Rheumatic Fever Pediatric Case Study

To the Editor.

This letter is in response to the article “Rheumatic Fever in Children Younger Than 5 Years: Is the Presentation Different?” published in Pediatrics by Tani et al.1 The article alerts pediatricians to rheumatic fever (RF) in children <5 years old in the differential diagnosis, although the disease is uncommon in this age group.

Based on this study, we also reviewed our experience with the RF cases in the last 20 years. Data on 609 RF attacks seen in 564 patients seen from January 1982 through December 2001 were collected from the medical records. The diagnoses were based on revised Jones criteria before 1992 and on updated Jones criteria afterward. Age at presentation, gender, major Jones criteria fulfilled, and the severity of carditis (if present) were noted. The criteria used by Tani et al were applied to evaluate the severity of carditis. Isolated arthritis (arthritis without any other major finding of RF) and isolated carditis (carditis without any other major finding of RF) cases were determined. Regarding these features, the clinical presentation of the attacks that occurred in the first 5 years of life were compared with that of attacks that occurred after 5 years of age using χ2 or Fisher’s exact test. P < .05 was considered statistically significant.
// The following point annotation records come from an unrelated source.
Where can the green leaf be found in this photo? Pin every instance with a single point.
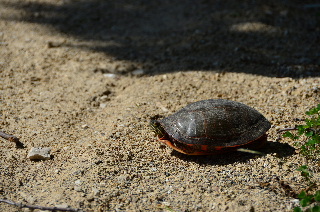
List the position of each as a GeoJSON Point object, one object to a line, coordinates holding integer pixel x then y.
{"type": "Point", "coordinates": [317, 196]}
{"type": "Point", "coordinates": [288, 134]}
{"type": "Point", "coordinates": [304, 202]}
{"type": "Point", "coordinates": [316, 208]}
{"type": "Point", "coordinates": [310, 133]}
{"type": "Point", "coordinates": [297, 209]}
{"type": "Point", "coordinates": [311, 142]}
{"type": "Point", "coordinates": [302, 194]}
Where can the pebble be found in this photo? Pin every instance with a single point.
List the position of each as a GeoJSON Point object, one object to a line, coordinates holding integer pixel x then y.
{"type": "Point", "coordinates": [109, 75]}
{"type": "Point", "coordinates": [138, 72]}
{"type": "Point", "coordinates": [39, 153]}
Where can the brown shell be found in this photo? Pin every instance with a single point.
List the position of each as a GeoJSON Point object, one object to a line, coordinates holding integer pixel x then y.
{"type": "Point", "coordinates": [216, 122]}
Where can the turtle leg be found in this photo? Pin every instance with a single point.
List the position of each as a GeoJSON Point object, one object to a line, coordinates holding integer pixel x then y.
{"type": "Point", "coordinates": [170, 144]}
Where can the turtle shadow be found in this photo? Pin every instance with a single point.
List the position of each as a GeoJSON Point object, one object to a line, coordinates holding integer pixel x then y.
{"type": "Point", "coordinates": [280, 149]}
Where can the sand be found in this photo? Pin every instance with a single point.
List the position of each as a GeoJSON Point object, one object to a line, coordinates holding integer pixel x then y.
{"type": "Point", "coordinates": [85, 77]}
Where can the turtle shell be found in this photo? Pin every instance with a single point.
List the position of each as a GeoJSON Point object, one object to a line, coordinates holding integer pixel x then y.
{"type": "Point", "coordinates": [216, 122]}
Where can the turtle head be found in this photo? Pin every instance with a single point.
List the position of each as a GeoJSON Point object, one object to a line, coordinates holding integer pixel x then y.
{"type": "Point", "coordinates": [157, 128]}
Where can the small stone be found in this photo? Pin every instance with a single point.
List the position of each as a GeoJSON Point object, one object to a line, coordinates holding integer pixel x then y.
{"type": "Point", "coordinates": [85, 126]}
{"type": "Point", "coordinates": [103, 105]}
{"type": "Point", "coordinates": [109, 75]}
{"type": "Point", "coordinates": [138, 72]}
{"type": "Point", "coordinates": [39, 153]}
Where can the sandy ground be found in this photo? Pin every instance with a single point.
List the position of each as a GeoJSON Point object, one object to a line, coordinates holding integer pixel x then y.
{"type": "Point", "coordinates": [85, 77]}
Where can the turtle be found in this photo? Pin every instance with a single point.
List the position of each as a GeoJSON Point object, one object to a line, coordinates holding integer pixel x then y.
{"type": "Point", "coordinates": [212, 126]}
Of 609 RF attacks, 16 (2.6%) had occurred in the first 5 years of life, with a mean age of 4.69 ± 0.48 (range: 43–59 months). The male/female ratio (1.0 [8 girls, 8 boys]), carditis and arthritis rates (50.1% and 62.5%), and isolated carditis and isolated arthritis rates (37.5% and 50%) did not differ from those of 593 attacks that occurred after 5 years of age (male/female: 1.0; carditis and arthritis rates: 46.2% and 61.4%; isolated carditis and isolated arthritis rates: 32.5% and 48.1%). The severity of carditis was also similar among cases with carditis in both groups (moderate to severe carditis: 28.6% of the 16 attacks occurring at a younger age vs 36.8% of the attacks occurring after the age of 5 years). Therefore, unlike the study by Tani et al, we cannot conclude that arthritis tends to be isolated, nor can we say that carditis tends to be moderate to severe in RF cases occurring at <5 years of age. In our study, the only difference between the 2 groups was regarding chorea, which was not seen in any of the 16 attacks, whereas 7.1% of the rest of the attacks involved chorea. In the mentioned study, 11% of the children <5 years of age had chorea, which was significantly lower than the chorea rate of older patients.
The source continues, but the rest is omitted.